The big news of the day - and of the last many years - is crime, particularly murder, and how to reduce it. You tell me which candidate looks more likely to have a solution to this problem? Is it the front-runner, the leader of the biggest and most powerful PNP garrison in the country?
Can it be any one of the triumvirate which made sure to sit in the front row of the 'Orange Funeral' for one of the biggest dons in the country at the time? It doesn't seem to matter, somehow, which one wins; they are all peas from the same pod. Whichever one wins, a garrison MP wins, and the garrison model remains intact, and will probably be strengthened. If there is any change, it will probably be for the worse.
Why aren't the delegates being offered a non-garrison choice? Even just to be different, couldn't one of the candidates say: "I am the non-garrison choice. If I become Prime Minister I will clean up Jamaica of illegal guns. If I become Prime Minister I will clean up the party from its association with garrisons and gunmen. I will so change our party that no gunmen will be comfortable inside here. I will so change our party that no extortionists will be comfortable inside here. This is my plan to clean up crime and crookery in this country. Vote for me and I promise you a clean party and a clean country."
SYSTEM WILL NOT CHANGE
Of course, this sort of talk is not a part of the campaign. Political garrisons are a constant and the system will not change no matter who becomes the next party president. The present president did not put a stop to it; it will form an indelible part of his legacy.
And whoever wins the PNP race will face the ultimate showdown with the new leader of the first and biggest Jamaican garrison of them all! We will have our own little O.K. Corral, to see who is the greatest. The convergence is fascinating - the sameness between the two parties, such that it may not really matter to decent citizens who wins.
It matters to the political hacks, though, because it's really a question of to which cadre of political devotees the scarce benefits and political spoils will go - of who gets what, when and how. These, of course, are not my words but those of incumbent politicians describing their world, the world they have helped to create.
CITIZENS POWERLESS
Let's face it: next year, and for the next many years, Jamaica is going to have a Prime Minister who rules over a garrison constituency. This is clearly the direction in which the country is going, and decent citizens are powerless to stop it.
Few will disagree that our dysfunctional education system is the major social problem of our relatively new nation, creating so many social misfits and unemployables, persons unable to reason clearly, and stunting entrepreneurship.
Even now, 40+ years after Independence, we still struggle to persuade rural parents to send their children to school on Fridays; still struggle to achieve 60 per cent literacy at grade six; and still have not provided decent high school places for more than 15 per cent of our children.
Which candidate, which party is even committed to do what Barbados and Singapore did 40 years ago?
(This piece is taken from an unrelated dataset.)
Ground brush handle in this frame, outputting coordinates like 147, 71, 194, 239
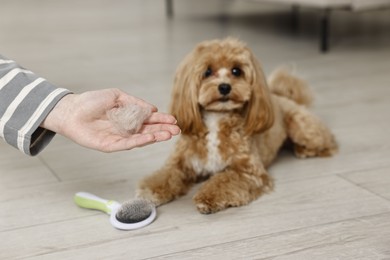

Could the governments and political parties in Barbados and Singapore be accused of holding their people in the most utter contempt by keeping them largely poor and illiterate?
Of course, there is a close linkage in Jamaica between poor education and the process of achieving political power. At times like this, it is clearest that sound moral formation and rational thinking are obstacles to the advancement of political agendas.
I wish it were not so, but as the saying goes, if wishes were horses, beggars would ride. So you will understand why I find no joy or excitement about the prospect of changes in political leadership on both sides: new maybe, but hardly different; or is it different, but hardly new?
Peter Espeut is a sociologist, and is executive director of an environment and development non-governmental organisation.